I recently came across the article “The @Dharmesh Test: 16 Questions For Better SaaS Companies“. I worked on one very cloud system, the Azure AppFabric. So I started asking myself these questions about the AppFabric, even though it is actually a PaaS, not SaaS. Don’t expect any secrets about the services, it is all from public knowledge.
1. Is there exactly one version of your software that services all users?
Absolutely. There is one code base for all.
2. Do you have a free trial
No, not in production. I’ve been putting pressure on the marketing team to at least provide limited free additions to digerati and educators. Other than the production release, there is a free version for the Labs/CTP release, which is a non-production environment with experimental features.
3. Do you track key metrics like CAC, LTV, and cancellation rate?
I won’t say what is and isn’t being tracked, but I will say that the emphasis isn’t on making money for Microsoft, but it is for ensuring the best performance and highest uptime.
4. Are your prices published on your website?
Yes, but frankly pricing is incredibly cryptic. I challenge you to understand the AppFabric pricing model for the Service Bus (the Access Control Service is strait forward). Nobody can really explain it very well. I believe this is the teams greatest failure, as the pricing model was designed to enable the services to be measurable and scalable for the team, not for the customer.
5. Can people start paying you (become customers) without interacting with a human?
Absolutely. Though the sign-up process requires like 20 steps. It’s a work in progress.
6. Do you make more money from users that are getting more value?

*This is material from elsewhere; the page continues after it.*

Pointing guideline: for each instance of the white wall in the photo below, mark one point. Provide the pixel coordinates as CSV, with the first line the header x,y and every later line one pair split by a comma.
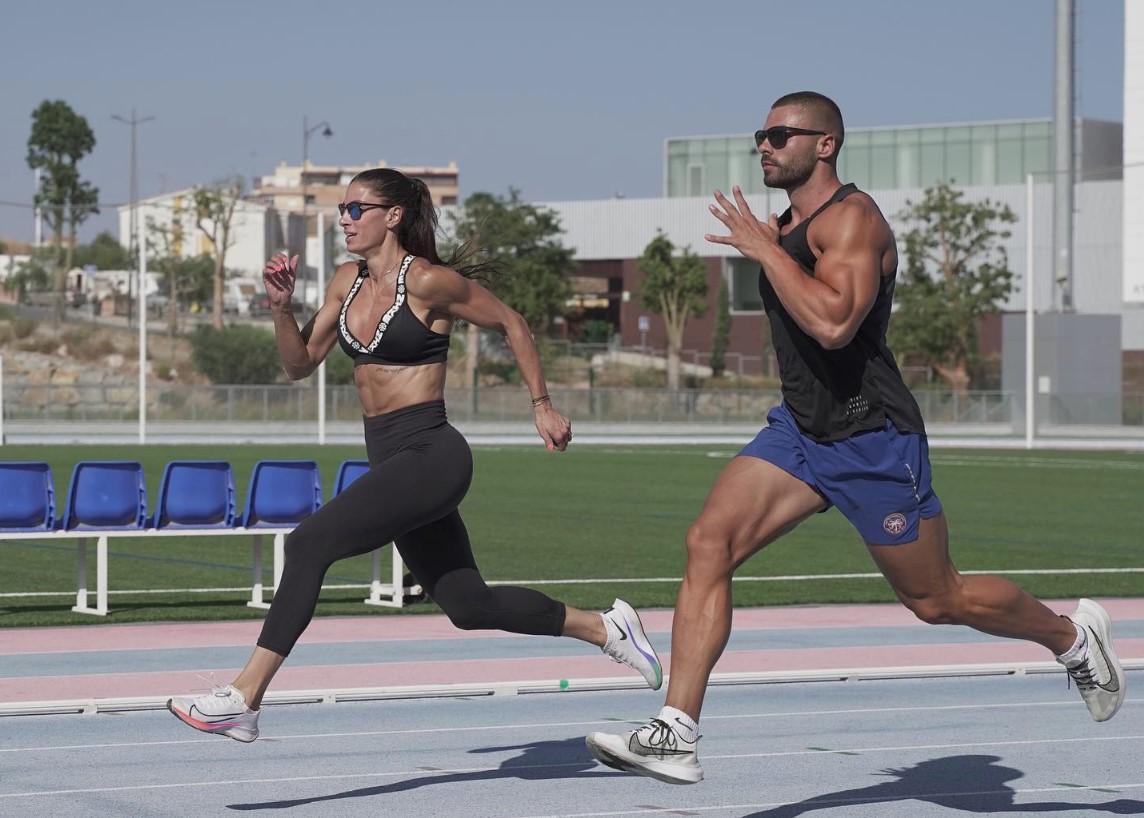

No, there is exactly one consumption/price ration and no special features. This is probably a win because it would further complicate the already complicated model.
7. Does your application have a simple, clean API?
N/A. AppFabric is a PaaS, not SaaS, so the whole thing is an API. I would consider it simple though, it is designed for the advanced developers. The ACS service though is working hard to making the APIs much simpler and cross-platform compatible.
8. Can customers export their data out of your system?
Yes
9. Can you deploy (and rollback) a new version of the software in one-step without downtime?
Yes. A large chunk of engineering efforts for building AppFabric focused on building the operations, not the technology itself. The deployment process is incredible.
10. Is there an online community where users can interact with your team and with other users?
Yes. There are forums, email aliases to the entire team, and we even have dedicated “field” people to work with customers.
11. Do new developers commit code on their first day at work?
Theoretically they could if the check-in is small enough. There are a lot of habits new developers have to get used to, including code reviews, the check-in process and tools, etc. There is a learning curve, but it’s a good learning curve as engineering practices are top-notch.
12. Do you release code to production at least once a month?
No, but it goes out every 2-3 months. Still not bad.
13. Do you maintain a centralized backlog of new product ideas, bugs, and issues?
Damn right we do. The Feature PMs (my role) is responsible for all that goodness.
14. Do you regularly run A/B tests?
N/A I think this is for SaaS moreso than PaaS. We just talk to customers to see what they have to say.
15. Do you invest in design and user experience?
Yes, but not enough. One of the great challenges about working on PaaS is that it is designed by developers for developers, so it is incredibly technical. There are few people that care about UX. I happen to be one of the people that does care and I personally helped make some of the improvements in the Portal.
16. Does your company or product have a personality?
This is the squishiest of the questions, and I don’t know how to answer that.